E agora, Alain Leone tornou-se de fato um cavaleiro sagrado, que pensa estar fazendo o certo indo atrás de todos os que não obedecem à ordens sem questionamentos. Mas eu sei, que no fundo, ele também está com medo. O meu desejo é ser livre como um dente-de-leão, sem mais arrependimentos, sem mais inseguranças. Deixar todo o temor para trás, não mais tendo que fingir ser outra pessoa, por todos os anos de minha vida. Talvez, essa seja a oportunidade perfeita, pra desvencilhar não apenas eu, mas todos os residentes do que nos assombra fazem anos. Obrigada, estranho.

| Narração:

Aliado ao seu credo, o templário lutou sem reservas contra a princesa das fadas, a qual também não abaixava sua guarda. Um ideal contra o outro, conforme a tarde se desenrola, os transeuntes locais torciam pela vitória de Claire em seus corações.

Os fractais de luz se faziam presentes, avançando contra ao escudo luminoso, enquanto a fada observava à distância, evadindo da lâmina ou investida seguida de empurrão quando necessário, como se estivesse em uma apresentação de balé. Tal qual a rocha sólida, ela estava firme em suas convicções para perpetuar sua calma ali, naquele final de dia. Logo, seus companheiros tornariam-se vulneráveis à massiva luz que a proteção do cavaleiro emanava, portanto, teriam de cessar seu duelo antes do completo anoitecer.

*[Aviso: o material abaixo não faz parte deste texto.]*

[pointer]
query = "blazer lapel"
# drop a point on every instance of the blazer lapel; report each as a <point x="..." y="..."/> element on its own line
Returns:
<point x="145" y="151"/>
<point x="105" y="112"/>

- Você acredita mesmo que está seguindo o caminho certo? Essa é uma rebelião contra o divino, como a dos dragões no início dos tempos! - Esbravejou, certo de sua retidão.

Encontrando o momento perfeito de distração para um touché, a fada o acertou, ao sumir como uma rajada de luz, reaparecendo já tendo sua rapeira fixa na armadura de seu momentâneo inimigo.

- Não encoste em mim! Deve estar cheia de impurezas como eles! - Ele a arremessou para longe empunhando o construto luminoso.

A princesa rachou, em todos os pontos do corpo, mas seus olhos ainda estavam abertos o suficiente para ver seu planejamento acontecer. Leone, em lentos passos, caminhou para perto, acompanhado de seus corruptos oficiais. Os aventureiros moveram-se enfim, cada um se posicionou à frente da esgrimista, em pontos diferentes, pra impedir que chegassem até ela. Eles estavam perto, como se fossem uma única mente ligados ao templário. Até que... Ele caiu de joelhos, sufocando, perante à todos ali. O rapaz encarou sua esperança, a árvore sagrada, então, estendeu sua mão, como se implorando por sua ajuda.

- Capitão Leone! Levante-se! - Um dos guardas tentou levantá-lo, mas, dentro de suas vestes protetoras, cristais formavam-se no lugar de seu tecido da pele, por toda a área do estômago. Este, então, explodiu em farpas, causando sangramento interno e perfuração de seu interior. - Capitão!

O jovem caiu, já sem nenhuma energia restante. A atmosfera pesou ainda mais quando levaram-no às pressas para o castelo, deixando uma multidão comovida para trás.